ERROR: Failed to read the key from store:... Cannot recover key on Android Studio when generating Signed APK

Question

I am trying to generate release apk for my new game. Even though I updated one of my other app just 3 days ago keystore had no problem at all. I am absolutely sure I remember my passwords correctly. Because when I give wrong passwords it says your password or username is incorrect.

Here's what I'm doing:

And here's what I'm getting:

Please help me what am I doing wrong here? Android studio updated 2 days ago. Do you think it would cause this problem? What should I do? Any help will be very much appreciated...

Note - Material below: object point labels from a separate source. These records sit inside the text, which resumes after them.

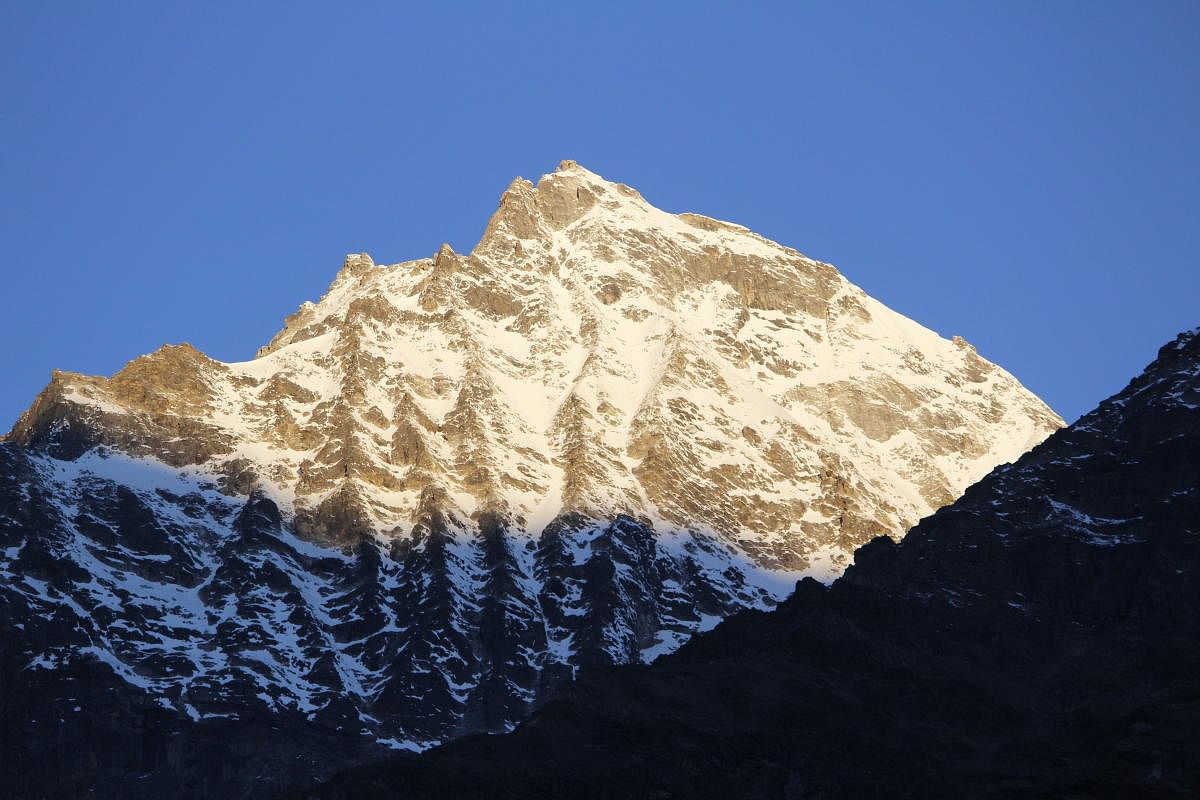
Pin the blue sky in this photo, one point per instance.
(1020, 174)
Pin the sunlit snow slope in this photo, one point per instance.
(453, 481)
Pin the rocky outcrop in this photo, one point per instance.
(1037, 638)
(453, 482)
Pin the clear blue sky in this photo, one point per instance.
(1021, 174)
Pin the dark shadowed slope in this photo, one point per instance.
(1037, 638)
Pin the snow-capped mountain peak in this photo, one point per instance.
(454, 480)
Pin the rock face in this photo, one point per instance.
(445, 487)
(1038, 638)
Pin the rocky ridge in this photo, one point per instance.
(1037, 638)
(451, 482)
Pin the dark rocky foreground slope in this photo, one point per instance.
(449, 485)
(1038, 638)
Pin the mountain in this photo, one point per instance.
(1037, 638)
(453, 482)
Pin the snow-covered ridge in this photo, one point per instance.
(601, 431)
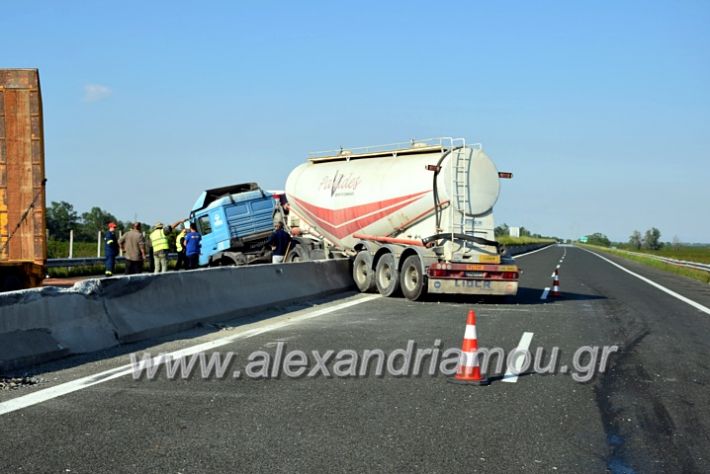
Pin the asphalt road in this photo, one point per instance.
(648, 412)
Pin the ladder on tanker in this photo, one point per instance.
(461, 223)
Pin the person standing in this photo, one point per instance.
(110, 248)
(133, 245)
(159, 242)
(180, 247)
(192, 247)
(280, 242)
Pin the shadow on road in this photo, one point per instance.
(525, 296)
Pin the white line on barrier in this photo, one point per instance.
(41, 396)
(692, 303)
(534, 251)
(511, 375)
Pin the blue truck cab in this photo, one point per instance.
(235, 222)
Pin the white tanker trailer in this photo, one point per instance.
(416, 217)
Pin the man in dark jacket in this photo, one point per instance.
(110, 248)
(280, 242)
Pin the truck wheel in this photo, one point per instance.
(11, 282)
(411, 279)
(386, 275)
(363, 273)
(296, 254)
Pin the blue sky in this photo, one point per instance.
(600, 109)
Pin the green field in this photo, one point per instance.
(691, 253)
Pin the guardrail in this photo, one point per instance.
(87, 261)
(672, 261)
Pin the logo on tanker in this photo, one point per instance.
(340, 184)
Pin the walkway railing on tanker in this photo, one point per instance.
(440, 142)
(88, 261)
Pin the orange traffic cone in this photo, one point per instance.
(556, 284)
(469, 372)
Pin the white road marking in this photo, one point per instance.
(41, 396)
(534, 251)
(511, 376)
(692, 303)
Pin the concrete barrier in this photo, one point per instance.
(46, 323)
(514, 250)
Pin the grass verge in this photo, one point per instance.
(698, 275)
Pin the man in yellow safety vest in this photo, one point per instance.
(159, 240)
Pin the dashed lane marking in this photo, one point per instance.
(244, 332)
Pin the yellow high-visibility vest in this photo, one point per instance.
(180, 236)
(159, 240)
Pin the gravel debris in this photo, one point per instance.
(17, 382)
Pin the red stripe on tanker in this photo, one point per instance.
(342, 222)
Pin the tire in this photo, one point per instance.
(11, 282)
(297, 254)
(363, 273)
(386, 275)
(411, 279)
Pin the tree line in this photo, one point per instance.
(650, 240)
(63, 218)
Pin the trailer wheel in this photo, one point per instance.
(411, 279)
(11, 282)
(386, 275)
(363, 273)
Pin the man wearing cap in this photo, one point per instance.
(111, 248)
(180, 247)
(133, 245)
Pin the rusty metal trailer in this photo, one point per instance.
(23, 240)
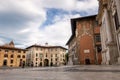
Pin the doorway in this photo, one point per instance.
(87, 61)
(46, 62)
(5, 63)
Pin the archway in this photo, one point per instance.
(87, 61)
(46, 62)
(5, 63)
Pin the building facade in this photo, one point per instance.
(11, 56)
(38, 55)
(85, 44)
(109, 20)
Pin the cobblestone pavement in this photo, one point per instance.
(63, 73)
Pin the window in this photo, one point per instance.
(23, 56)
(36, 55)
(11, 61)
(51, 55)
(12, 51)
(46, 54)
(40, 59)
(18, 56)
(41, 49)
(5, 55)
(12, 56)
(24, 51)
(19, 51)
(36, 59)
(55, 55)
(41, 55)
(97, 38)
(116, 21)
(6, 51)
(36, 48)
(99, 48)
(56, 59)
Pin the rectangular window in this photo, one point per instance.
(19, 51)
(55, 55)
(41, 55)
(51, 55)
(6, 51)
(99, 48)
(40, 59)
(36, 55)
(116, 21)
(11, 61)
(97, 38)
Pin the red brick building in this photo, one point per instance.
(86, 39)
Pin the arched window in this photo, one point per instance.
(12, 56)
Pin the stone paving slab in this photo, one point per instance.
(60, 73)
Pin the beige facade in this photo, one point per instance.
(11, 56)
(72, 51)
(38, 55)
(84, 46)
(108, 18)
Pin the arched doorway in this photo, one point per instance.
(5, 63)
(46, 62)
(87, 61)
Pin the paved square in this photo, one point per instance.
(62, 73)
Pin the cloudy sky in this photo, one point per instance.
(28, 22)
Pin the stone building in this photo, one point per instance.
(11, 56)
(85, 43)
(38, 55)
(109, 20)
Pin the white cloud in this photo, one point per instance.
(28, 16)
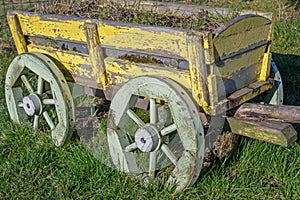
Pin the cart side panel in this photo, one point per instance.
(76, 42)
(239, 50)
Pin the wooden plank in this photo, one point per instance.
(128, 36)
(120, 71)
(189, 9)
(17, 33)
(247, 93)
(198, 70)
(275, 132)
(95, 53)
(241, 33)
(290, 114)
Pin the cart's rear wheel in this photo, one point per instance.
(144, 144)
(37, 92)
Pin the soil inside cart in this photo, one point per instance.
(108, 10)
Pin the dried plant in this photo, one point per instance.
(109, 10)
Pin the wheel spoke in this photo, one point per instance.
(27, 84)
(169, 154)
(36, 122)
(153, 111)
(152, 164)
(131, 147)
(48, 120)
(168, 129)
(20, 104)
(135, 118)
(49, 101)
(40, 85)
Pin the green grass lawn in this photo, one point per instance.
(32, 167)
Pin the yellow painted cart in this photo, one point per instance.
(186, 79)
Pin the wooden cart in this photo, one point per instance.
(179, 73)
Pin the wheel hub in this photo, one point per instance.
(147, 138)
(32, 105)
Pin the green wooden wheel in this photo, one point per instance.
(143, 143)
(37, 92)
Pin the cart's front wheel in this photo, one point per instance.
(165, 141)
(37, 92)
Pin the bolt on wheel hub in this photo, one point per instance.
(147, 138)
(32, 105)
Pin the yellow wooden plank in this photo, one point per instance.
(169, 43)
(229, 66)
(17, 33)
(75, 66)
(131, 37)
(241, 34)
(95, 52)
(198, 70)
(265, 67)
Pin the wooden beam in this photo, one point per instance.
(275, 132)
(284, 113)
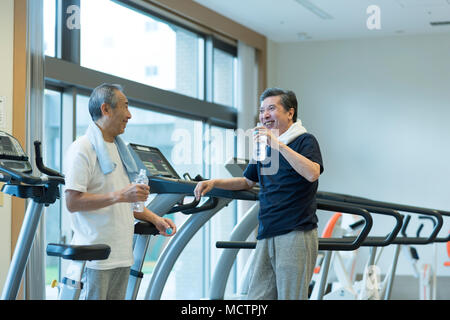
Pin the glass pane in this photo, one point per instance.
(49, 27)
(51, 153)
(140, 47)
(224, 77)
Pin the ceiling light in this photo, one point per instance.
(314, 9)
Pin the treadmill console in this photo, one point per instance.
(12, 155)
(155, 162)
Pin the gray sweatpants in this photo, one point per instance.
(105, 284)
(283, 266)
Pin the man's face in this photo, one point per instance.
(119, 115)
(273, 116)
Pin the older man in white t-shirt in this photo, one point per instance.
(100, 199)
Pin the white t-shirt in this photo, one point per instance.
(112, 225)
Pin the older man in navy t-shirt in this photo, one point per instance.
(287, 245)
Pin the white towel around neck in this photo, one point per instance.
(294, 131)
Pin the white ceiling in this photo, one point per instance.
(288, 20)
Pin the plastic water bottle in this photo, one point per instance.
(259, 147)
(140, 179)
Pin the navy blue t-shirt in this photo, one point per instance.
(287, 200)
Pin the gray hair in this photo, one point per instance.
(288, 99)
(104, 93)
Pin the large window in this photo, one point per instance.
(50, 27)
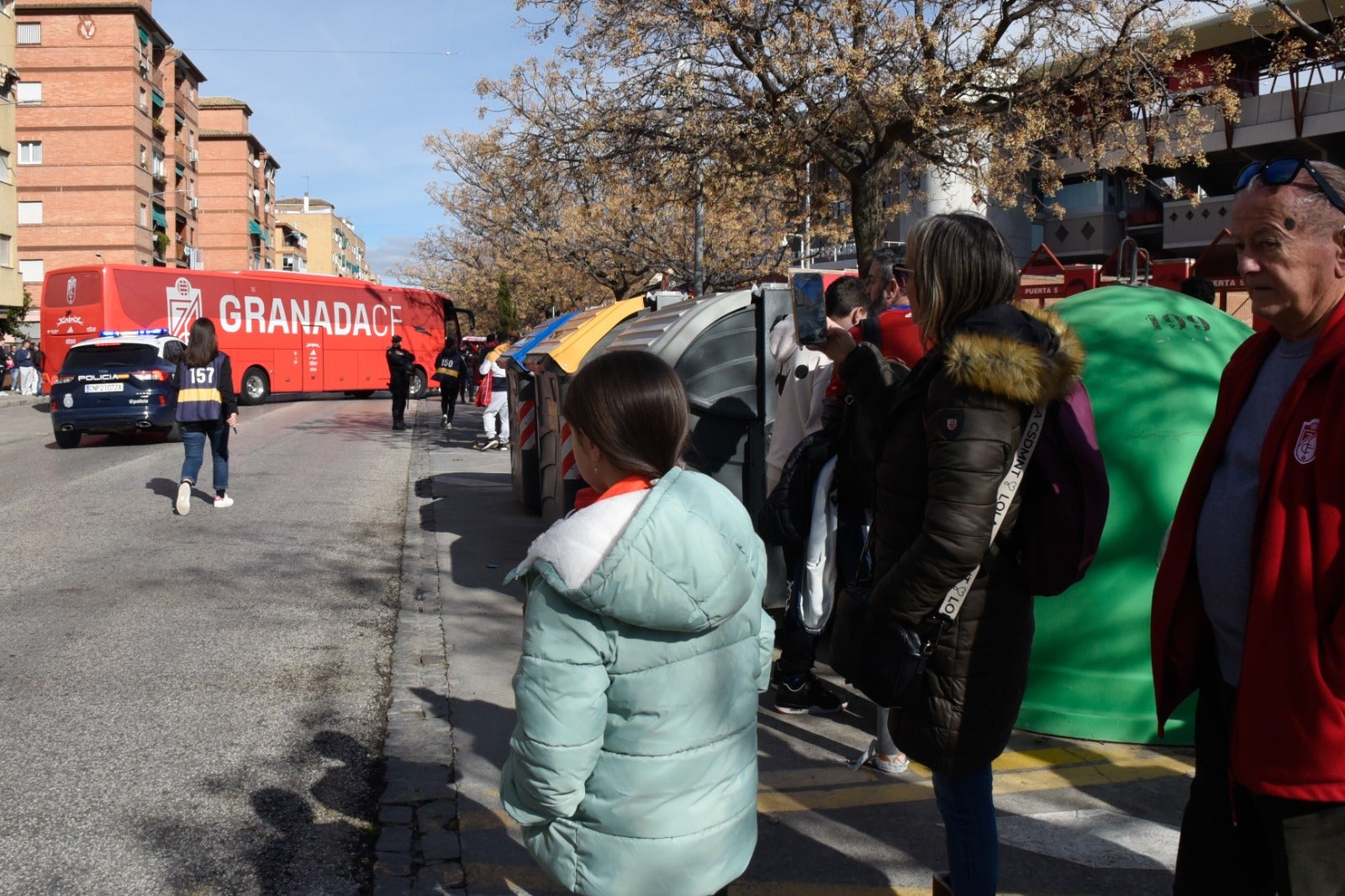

I actually had read this post Android Studio: cannot recover key before I post this question. I tried to do as he shown in his answer though I faced with this prompt: "file tampered with or password is incorrect". Now that I know that password is absolutely correct. I'm afraid I'll never be able to update my apps again.

Answer 1

Got succes after following @joshgoldeneagle reply. The prompt gave me the alias passowrd only but using the -w feature i got a key with both passwords setted to the recovered password.

"-w saves the certificate in a new Keystore with same password as key"

java -jar AndroidKeystoreBrute_v1.06.jar -m 3 -k "full path to your keystore.jks" -d wordlist.txt -w

Answer 2

After some, R&D I got solution

that your "Key store password" and your "Key password" need to be the same.

Answer 3

I recommend you run a smart word list attack on the alias password using this tool here:

http://maxcamillo.github.io/android-keystore-password-recover/

1. Download the JAR file for this project using the URL above.

2. Create a text file called wordlist.txt with the words and strings that make up your password, in the order you think they appear. Put each string that you think is part of your password on a separate line. Do not leave blank lines in between each string. You may need to tinker with the wordlist.txt several times in this process to crack the password. You may also try all the variations of what you think is your password that you can possible think of.

3. Save wordlist.txt to the same folder as the JAR file.

4. From command line, navigate to the directory that contains the wordlist.txt and the JAR file.

5. At the command line type: java -jar AndroidKeystoreBrute_v1.06.jar -k "full path to your keystore.jks" -d wordlist.txt to see the available options. You may want to try and use different options than what I used in my testing.

6. Run java -jar AndroidKeystoreBrute_v1.06.jar -m 3 -k "full path to your keystore.jks" -d wordlist.txt

The -m option specifies the method used to crack your password: 1 = brute force attack (could take weeks, months or longer) 2 = dictionary attack (your password must be in the dictionary) 3 = smart word list attack (strings that you specified in wordlist.txt)

I tested this for my own alias password many times and with many different variations in wordlist.txt, and it either cracked my password in less than 1 second or didn't find the password at all. Since you believe your alias password is the same as your key store password, this procedure should help you find both passwords.

Of course I know my password so I knew what strings to put in that would work. But since you are fairly certain your remember your password, the smart word list attack should quickly find your password if it is actually a close variation of what you remember.

Good luck!!

In future you may want to store your password in a password manager, and always copy and paste passwords. Human memory is great for remembering general ideas, and completely unreliable for remembering exact items or details.